Court of Appeals of Mississippi.

May 18, 2004.
Rehearing Denied July 27, 2004.
Certiorari Denied September 30, 2004.

*126 Joseph A. Goff; Jane L. Mapp, Jackson, attorneys for appellant.

John H. Whitfield, attorney for appellee.

EN BANC.

SOUTHWICK, P.J., for the Court.

¶ 1. We today evaluate whether a state employee presented substantial evidence that he had been invalidly dismissed as a probationary employee. The employee's appeal within the state personnel system resulted in a ruling that the dismissal was for political reasons and therefore improper. The agency has timely pursued judicial review. We find only strained speculation that a political reprisal caused the termination. There was no evidence to overcome the presumption of correctness of the employing agency's decision. We reverse and enter judgment upholding the employee's termination.

¶ 2. Victor J. Smith testified that he began work with the Harrison County Sheriff's Department in 1985. He worked his way up into increasingly more important positions and ultimately became a captain. The last sheriff there before he left was Joe Price. Smith claims in the present litigation that because of his loyalty to Sheriff Price, others loyal to the person who defeated Price in the 1999 election made it clear that he would no longer be welcome at the sheriff's department. He tendered his resignation in January 2000, at the time that the new sheriff took office.

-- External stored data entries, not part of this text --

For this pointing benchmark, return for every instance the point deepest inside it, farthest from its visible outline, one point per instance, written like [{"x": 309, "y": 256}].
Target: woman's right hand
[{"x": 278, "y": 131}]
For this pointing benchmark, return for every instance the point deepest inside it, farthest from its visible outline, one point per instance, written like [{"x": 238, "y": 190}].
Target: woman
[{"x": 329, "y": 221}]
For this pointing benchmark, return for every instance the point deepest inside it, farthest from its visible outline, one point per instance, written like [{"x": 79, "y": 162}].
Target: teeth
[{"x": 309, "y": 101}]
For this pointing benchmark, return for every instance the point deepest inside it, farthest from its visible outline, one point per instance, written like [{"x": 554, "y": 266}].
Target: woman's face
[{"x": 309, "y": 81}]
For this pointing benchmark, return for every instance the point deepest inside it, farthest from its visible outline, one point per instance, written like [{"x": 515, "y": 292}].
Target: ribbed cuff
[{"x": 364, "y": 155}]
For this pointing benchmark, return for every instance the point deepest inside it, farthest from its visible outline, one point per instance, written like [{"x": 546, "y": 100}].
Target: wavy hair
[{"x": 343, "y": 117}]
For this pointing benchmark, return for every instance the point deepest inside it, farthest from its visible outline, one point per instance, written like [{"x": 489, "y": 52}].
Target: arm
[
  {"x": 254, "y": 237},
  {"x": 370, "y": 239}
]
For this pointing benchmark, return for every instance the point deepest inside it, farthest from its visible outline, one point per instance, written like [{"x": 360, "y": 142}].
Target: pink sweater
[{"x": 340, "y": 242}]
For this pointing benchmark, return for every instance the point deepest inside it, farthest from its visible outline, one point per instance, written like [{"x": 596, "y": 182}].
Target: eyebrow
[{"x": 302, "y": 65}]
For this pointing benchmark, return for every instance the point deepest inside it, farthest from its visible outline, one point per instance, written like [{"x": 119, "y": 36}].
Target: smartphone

¶ 3. Among the positions in law enforcement that Smith thereafter sought was one in the Mississippi Department of Corrections. After interviews and other processing, Smith was hired by the Department as a "Correctional Field Officer I," effective July 9, 2001. Almost simultaneously with his hiring, a new Regional Director for the region in which Smith would work began at the Department. This was Connie Taylor. Immediately upon learning that Smith was about to be employed, Taylor pursued having him terminated. He was, effective July 27, 2001.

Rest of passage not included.